Article paru dans le Bioénergie International n°38 de août-septembre 2015

La coopérative Grasasa à Sainte Sabine en Dordogne, photo Grasasa

Grasasa est un groupe coopératif agricole d’une centaine d’agriculteurs basé à Sainte-Sabine en Périgord : une entreprise 100% locale. Depuis plus de 40 ans, elle déshydrate et granule des fourrages et du bois en harmonie avec son territoire et en répondant aux principes du développement durable. La luzerne est une culture écologique : produite sans engrais azoté, elle améliore la qualité des sols et de l’eau qui ruisselle. C’est aussi une plante riche en protéines et en oméga 3. Le bois, brûlé pour la sécher est issu des forêts locales. Sa combustion contribue à la valorisation des sous produits ligneux et à l’amélioration de la forêt. Le bois est aussi l’élément de base pour la fabrication de granulés combustibles vendus localement. L’activité de la coopérative contribue clairement à économiser l’énergie fossile et donc à limiter le réchauffement planétaire.

Un peu d’histoire

La coopérative est créée en 1969 par une quinzaine d’agriculteurs de Sainte Sabine pour produire collectivement une unité de déshydratation de fourrages afin de mieux nourrir leurs troupeaux, notamment grâce à l’apport protéique de la luzerne, ceci évitant d’importer du soja.

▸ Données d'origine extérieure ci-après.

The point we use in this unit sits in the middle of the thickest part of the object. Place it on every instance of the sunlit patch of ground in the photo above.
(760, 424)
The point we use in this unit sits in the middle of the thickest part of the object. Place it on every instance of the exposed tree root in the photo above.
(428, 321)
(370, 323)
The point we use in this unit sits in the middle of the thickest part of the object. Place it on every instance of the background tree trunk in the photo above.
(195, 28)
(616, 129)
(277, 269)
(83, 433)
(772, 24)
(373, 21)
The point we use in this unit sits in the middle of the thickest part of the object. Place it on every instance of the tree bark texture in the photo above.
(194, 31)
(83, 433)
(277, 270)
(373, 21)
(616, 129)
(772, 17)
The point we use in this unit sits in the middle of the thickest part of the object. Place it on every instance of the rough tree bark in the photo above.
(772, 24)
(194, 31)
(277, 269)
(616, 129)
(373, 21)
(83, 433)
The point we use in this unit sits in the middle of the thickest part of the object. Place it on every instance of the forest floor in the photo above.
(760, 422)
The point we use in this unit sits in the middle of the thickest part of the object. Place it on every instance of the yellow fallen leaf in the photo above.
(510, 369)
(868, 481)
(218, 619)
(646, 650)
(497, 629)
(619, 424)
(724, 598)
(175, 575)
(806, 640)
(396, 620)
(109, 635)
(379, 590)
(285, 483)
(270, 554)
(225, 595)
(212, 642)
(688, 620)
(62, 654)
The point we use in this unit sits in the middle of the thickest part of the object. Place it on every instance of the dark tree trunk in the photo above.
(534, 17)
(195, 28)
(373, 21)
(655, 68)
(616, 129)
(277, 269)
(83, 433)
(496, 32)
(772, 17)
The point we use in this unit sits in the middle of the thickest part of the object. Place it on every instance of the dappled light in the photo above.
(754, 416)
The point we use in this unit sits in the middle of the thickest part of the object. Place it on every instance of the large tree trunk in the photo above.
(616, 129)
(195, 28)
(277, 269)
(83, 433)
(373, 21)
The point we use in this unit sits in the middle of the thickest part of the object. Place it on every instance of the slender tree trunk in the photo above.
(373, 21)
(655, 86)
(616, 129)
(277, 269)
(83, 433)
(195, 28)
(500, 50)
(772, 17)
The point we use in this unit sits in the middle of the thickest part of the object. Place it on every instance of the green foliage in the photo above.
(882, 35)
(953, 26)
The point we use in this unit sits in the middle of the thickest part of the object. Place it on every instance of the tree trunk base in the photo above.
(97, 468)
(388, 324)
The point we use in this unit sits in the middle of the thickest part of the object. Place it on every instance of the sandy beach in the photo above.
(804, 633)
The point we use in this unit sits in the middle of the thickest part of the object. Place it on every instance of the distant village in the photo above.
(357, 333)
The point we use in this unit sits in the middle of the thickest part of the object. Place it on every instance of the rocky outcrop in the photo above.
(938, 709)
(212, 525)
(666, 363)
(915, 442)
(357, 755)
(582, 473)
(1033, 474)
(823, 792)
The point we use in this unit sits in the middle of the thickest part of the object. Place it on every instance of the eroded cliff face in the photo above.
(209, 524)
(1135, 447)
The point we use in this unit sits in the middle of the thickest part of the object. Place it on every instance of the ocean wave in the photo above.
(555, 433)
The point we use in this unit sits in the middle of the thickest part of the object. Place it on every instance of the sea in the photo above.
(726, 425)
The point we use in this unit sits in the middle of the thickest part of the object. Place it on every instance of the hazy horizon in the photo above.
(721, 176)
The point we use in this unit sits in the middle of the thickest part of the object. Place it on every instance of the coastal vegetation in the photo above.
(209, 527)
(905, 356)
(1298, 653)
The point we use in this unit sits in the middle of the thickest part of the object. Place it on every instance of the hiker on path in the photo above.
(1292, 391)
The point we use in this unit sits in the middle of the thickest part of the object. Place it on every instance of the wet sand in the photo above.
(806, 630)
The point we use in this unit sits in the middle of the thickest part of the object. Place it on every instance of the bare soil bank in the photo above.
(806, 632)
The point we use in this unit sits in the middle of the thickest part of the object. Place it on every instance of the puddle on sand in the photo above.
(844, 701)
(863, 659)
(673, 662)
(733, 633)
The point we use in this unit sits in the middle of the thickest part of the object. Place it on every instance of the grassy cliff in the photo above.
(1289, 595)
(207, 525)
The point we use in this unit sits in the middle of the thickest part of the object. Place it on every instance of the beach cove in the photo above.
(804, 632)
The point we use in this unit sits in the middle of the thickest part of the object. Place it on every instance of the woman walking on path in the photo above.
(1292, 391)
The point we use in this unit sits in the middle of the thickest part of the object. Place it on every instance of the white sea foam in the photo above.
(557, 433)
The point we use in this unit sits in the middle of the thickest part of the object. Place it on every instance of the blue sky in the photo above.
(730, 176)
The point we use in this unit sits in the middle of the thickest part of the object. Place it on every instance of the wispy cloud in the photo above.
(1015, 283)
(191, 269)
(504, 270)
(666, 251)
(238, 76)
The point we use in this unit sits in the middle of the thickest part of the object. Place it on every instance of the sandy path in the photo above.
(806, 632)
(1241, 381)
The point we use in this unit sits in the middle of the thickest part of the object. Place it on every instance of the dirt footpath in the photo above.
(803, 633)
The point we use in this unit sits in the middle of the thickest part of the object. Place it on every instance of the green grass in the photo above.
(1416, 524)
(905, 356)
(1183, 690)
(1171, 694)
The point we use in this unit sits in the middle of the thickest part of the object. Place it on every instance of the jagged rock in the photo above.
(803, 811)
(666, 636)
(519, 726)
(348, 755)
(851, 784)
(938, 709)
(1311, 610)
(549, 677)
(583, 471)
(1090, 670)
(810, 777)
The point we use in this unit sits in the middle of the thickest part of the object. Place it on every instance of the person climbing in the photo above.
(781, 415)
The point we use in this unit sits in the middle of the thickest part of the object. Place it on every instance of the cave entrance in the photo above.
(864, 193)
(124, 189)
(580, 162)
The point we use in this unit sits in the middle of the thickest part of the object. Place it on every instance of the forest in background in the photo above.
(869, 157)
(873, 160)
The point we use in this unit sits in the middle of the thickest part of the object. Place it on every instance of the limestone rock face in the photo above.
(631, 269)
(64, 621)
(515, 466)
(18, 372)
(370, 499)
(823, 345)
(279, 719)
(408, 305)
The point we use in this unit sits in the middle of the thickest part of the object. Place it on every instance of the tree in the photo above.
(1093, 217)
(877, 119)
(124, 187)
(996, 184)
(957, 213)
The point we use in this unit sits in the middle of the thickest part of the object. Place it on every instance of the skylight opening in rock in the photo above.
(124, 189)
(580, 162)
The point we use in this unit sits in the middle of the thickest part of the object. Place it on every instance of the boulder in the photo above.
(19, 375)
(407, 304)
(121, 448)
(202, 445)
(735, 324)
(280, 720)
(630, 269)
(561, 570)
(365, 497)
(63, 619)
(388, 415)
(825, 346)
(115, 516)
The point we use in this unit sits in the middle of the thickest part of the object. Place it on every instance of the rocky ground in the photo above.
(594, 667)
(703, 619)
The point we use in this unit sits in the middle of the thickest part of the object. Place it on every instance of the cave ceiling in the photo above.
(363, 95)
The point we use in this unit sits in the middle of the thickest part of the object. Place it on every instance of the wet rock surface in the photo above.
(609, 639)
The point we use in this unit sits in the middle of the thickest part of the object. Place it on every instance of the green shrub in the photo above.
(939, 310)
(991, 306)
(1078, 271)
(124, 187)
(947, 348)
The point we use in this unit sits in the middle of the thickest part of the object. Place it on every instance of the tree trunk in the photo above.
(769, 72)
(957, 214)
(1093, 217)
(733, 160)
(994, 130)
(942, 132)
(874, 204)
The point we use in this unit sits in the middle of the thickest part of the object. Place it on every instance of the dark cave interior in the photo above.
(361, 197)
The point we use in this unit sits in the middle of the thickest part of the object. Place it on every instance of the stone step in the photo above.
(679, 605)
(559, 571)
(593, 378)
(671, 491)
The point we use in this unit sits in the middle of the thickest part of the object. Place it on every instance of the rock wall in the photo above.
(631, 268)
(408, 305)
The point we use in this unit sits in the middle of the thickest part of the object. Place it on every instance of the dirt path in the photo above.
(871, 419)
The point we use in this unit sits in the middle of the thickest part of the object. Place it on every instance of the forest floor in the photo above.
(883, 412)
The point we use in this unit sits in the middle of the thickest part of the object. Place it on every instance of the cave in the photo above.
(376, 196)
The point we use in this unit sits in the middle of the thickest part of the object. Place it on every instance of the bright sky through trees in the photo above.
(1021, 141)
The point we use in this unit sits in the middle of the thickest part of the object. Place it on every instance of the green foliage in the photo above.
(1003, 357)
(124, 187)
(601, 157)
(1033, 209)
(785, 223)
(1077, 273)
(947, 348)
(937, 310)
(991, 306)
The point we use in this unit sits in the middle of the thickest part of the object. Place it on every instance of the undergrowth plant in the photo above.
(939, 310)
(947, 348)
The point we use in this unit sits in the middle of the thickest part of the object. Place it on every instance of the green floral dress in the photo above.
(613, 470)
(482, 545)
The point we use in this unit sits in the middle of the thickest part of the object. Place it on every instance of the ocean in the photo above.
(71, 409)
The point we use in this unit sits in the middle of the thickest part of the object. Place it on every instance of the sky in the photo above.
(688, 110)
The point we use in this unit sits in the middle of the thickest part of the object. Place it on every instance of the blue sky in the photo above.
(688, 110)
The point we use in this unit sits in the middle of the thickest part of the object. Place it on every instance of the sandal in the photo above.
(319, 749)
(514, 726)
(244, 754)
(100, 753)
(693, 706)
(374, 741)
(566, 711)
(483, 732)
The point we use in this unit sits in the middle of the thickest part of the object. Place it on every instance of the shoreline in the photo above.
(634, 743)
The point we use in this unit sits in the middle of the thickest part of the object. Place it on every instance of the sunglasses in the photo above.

L’usine Grasasa à Sainte Sabine en Dordogne, photo Grasasa

En 1981, suite aux deux premiers chocs pétroliers, le déshydrateur abandonne le fioul lourd comme source d’énergie pour la sciure de bois. Pour ce faire, un four à biomasse est créé de toute pièce par les adhérents. Dès l’année suivante, convaincus des avantages offerts par l’énergie bois, les adhérents-éleveurs transposent le principe pour leurs besoins domestiques et agricoles : des chaudières à granulés sont mises au point par quelques adhérents et les premiers granulés de bois sont fabriqués à Sainte-Sabine en 1982.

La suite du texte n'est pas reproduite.